Groups like Genesis and Caravan, Gentle Giant, King Crimson, Jethro Tull, Renaissance, Queen, Gryphon, Greenslade, Nektar, ELP and Yes all dressed in exotic costumes and wrote complicated, symphonically influenced music that relies on musicianship and virtuosity. The melodically sophisticated music and showmanship is vastly entertaining in its theatricality and is stimulating intellectually. And the art rock form carries on with younger groups in this millennium, with bands like Dream Theater, Porcupine Tree, Spock’s Beard and Transatlantic.

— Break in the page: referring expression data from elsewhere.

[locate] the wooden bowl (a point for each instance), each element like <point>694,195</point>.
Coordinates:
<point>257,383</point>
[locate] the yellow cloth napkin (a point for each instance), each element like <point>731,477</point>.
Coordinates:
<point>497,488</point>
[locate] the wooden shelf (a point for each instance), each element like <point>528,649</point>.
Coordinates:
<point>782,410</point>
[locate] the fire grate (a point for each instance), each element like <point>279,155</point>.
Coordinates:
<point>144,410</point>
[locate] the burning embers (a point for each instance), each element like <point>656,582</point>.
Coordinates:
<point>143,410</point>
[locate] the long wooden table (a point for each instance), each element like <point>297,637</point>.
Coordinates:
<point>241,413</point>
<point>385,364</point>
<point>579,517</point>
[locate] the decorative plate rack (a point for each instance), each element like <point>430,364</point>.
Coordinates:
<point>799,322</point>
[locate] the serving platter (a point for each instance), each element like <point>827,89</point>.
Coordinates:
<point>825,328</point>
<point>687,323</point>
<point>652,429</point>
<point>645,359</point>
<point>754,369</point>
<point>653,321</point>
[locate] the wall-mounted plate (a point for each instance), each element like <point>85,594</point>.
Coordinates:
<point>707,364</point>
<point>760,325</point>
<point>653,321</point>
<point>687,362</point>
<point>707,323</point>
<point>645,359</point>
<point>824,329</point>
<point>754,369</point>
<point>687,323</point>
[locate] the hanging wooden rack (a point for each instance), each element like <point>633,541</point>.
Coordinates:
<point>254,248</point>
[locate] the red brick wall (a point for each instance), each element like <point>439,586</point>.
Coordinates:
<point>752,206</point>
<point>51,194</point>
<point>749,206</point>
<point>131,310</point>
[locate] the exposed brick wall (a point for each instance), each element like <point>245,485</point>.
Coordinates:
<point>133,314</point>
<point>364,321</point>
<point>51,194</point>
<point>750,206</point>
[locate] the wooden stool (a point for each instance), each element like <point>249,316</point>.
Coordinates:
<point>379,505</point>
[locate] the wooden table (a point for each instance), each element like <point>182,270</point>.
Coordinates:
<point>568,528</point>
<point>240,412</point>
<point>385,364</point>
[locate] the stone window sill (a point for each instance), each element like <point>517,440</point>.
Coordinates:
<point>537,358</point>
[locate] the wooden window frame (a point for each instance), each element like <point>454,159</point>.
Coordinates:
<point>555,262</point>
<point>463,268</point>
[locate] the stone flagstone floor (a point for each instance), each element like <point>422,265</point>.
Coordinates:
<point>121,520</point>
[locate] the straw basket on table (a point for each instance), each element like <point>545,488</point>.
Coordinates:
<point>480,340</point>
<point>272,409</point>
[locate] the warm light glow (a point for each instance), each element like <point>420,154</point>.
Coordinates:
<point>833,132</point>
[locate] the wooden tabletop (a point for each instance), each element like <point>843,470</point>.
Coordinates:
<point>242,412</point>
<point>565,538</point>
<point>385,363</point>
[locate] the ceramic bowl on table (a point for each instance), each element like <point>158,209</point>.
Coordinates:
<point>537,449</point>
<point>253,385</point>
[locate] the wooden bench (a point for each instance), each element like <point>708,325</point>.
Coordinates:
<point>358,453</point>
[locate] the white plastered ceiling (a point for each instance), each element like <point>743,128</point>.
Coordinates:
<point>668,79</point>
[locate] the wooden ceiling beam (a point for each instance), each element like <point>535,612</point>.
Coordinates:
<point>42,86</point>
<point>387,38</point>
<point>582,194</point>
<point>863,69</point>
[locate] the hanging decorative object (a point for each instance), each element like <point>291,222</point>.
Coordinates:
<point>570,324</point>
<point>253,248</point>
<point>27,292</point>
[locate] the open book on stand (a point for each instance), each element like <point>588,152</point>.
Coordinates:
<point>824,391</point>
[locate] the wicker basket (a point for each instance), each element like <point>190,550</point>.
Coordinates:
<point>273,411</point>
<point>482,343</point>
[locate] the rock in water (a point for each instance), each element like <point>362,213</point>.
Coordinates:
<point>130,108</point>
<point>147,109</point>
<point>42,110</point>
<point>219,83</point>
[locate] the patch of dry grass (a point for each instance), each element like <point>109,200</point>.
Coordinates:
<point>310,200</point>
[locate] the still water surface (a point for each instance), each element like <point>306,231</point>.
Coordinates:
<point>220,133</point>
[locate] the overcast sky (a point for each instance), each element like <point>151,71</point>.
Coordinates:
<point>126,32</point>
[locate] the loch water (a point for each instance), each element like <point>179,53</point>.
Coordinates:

Given this type of rock band, is it such a stretch that these kinds of musicians could learn to be noble and even heroic as characters in a fantasy adventure story? Who better than these young virtuoso musicians to visit a medieval world where music has fantastical properties and is imbued with a special magic? These musicians have flash, dash, and especially comic potential and are perfect candidates to invade the fanciful world of Taihandria so that we might chronicle their adventures.